I’m not going to get into all of those…we’ll explore a lot of that stuff over the course of the next few months. What I’m going to do is hopefully set you on the path to becoming more productive by answering the question you need to answer yourself first:
“How should I record my planning?”
Not such a simple answer to this question, I’m afraid. It’s pretty subjective, really. What it boils down to is how your brain works. Whatever way works for one person will not work for another. Bottom line is that you have to choose something. I’ve touched on this before. While the options are vast, the ways in which you get things down (in order to get things done) fall into three areas:
- Paper planning
- Software planning
- Web planning (the newest of the bunch)
There are pros and cons to each. Ultimately, it’ll boil down to what you deal with best that will measure your success.

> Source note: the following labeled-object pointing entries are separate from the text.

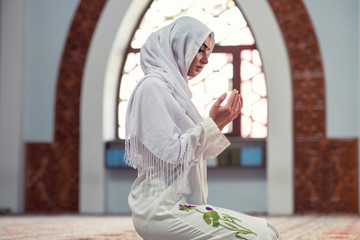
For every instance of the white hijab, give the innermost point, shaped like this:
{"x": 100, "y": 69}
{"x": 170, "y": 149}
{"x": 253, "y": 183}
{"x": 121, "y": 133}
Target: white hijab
{"x": 156, "y": 121}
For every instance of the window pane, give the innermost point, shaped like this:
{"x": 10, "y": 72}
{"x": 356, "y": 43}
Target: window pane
{"x": 254, "y": 117}
{"x": 231, "y": 29}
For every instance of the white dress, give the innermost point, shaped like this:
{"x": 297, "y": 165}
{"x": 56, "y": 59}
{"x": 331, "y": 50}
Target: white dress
{"x": 161, "y": 214}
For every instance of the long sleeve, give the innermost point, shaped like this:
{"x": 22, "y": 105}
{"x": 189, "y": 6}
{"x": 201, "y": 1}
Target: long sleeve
{"x": 205, "y": 139}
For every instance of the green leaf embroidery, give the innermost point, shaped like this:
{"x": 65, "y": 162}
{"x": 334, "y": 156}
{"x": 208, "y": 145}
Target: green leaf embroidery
{"x": 226, "y": 221}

You don’t need anything fancy (although it does help some to have that structure in place beforehand), you just need something consistent. There’s something holistic about writing things down on paper to keep on track. I don’t know if it’s some sort of link from the paper to your brain or if you pay attention more when you’re writing as opposed to typing. It works for a lot of people, though.
- Very portable
- Tends to “stick” better
- Tried and true method
- Not terribly “green”
- More difficult to file
- Can cause “electronic redundancy”
Want to be part of the 20th century? This is the method for you (I say 20th century because there’s another method that’s a tad newer…). Productivity software is a huge category; there are a lot of choices out there whether you are a Windows, Mac or Linux user. Many even have a mobile version of their product so that you can take your plans wherever you go. These programs can store a ton of info and in several different categories without filling your file cabinet. If you’ve got a lot going on, this may be the way to go.
- Very robust
- Plenty of choices (so many!)
- Support available
- Can be very complex and rigid
- Plenty of choices (too many!)
- Not necessarily long-lasting
The newest method of planning is done over “the cloud” – or so those who design these new methods would have you do. The great thing about these is that you have the ability to not bog down your own computer with tasks and to-do lists and can be at computer anywhere and have access to what you need to do. These systems also have the ability to “sync” with your mobile device as well. But what if “the cloud” breaks? Well, you can download your items as well, but then where do you put them? The latest methods of allowing you to be more productive also raises just as many questions as it professes to provide answers.
- Accessible at any computer
- (Again) Lots of choices
- Tends to be more adaptable than proprietary software solutions
- Monthly usage fees (where applicable) can add up
- (Again) Lots of choices
- Your data resides on the Internet
The Dilemma Is Yours…
But it doesn’t have to be. It’s going to be a challenge deciding which way to go when it comes to your all-around planning practices. I’ll give you some insight on my own methods…which are two-fold.
I’ve been using paper for pretty much all of my life. I keep going back to it, despite having a ton of productivity tools at my disposal. However, I can feel a shift coming on as my projects become grander and my freelancing becomes more diversified. Paper planning is good to keep tabs on thins, but software is far better at handling project planning. So, I’m likely headed back to electronic productivity methods over the course of the summer…but it will be a gradual shift.
There are two things I’ve learned during my study of productivity over the years. One is that if you’re going to make a change in how you do things, make sure you do it right. That, of course, takes planning. The second thing is to make a change and commit to it.
So whether you decide to commit your plans to paper, software or the web, do one thing for certain…commit all the way.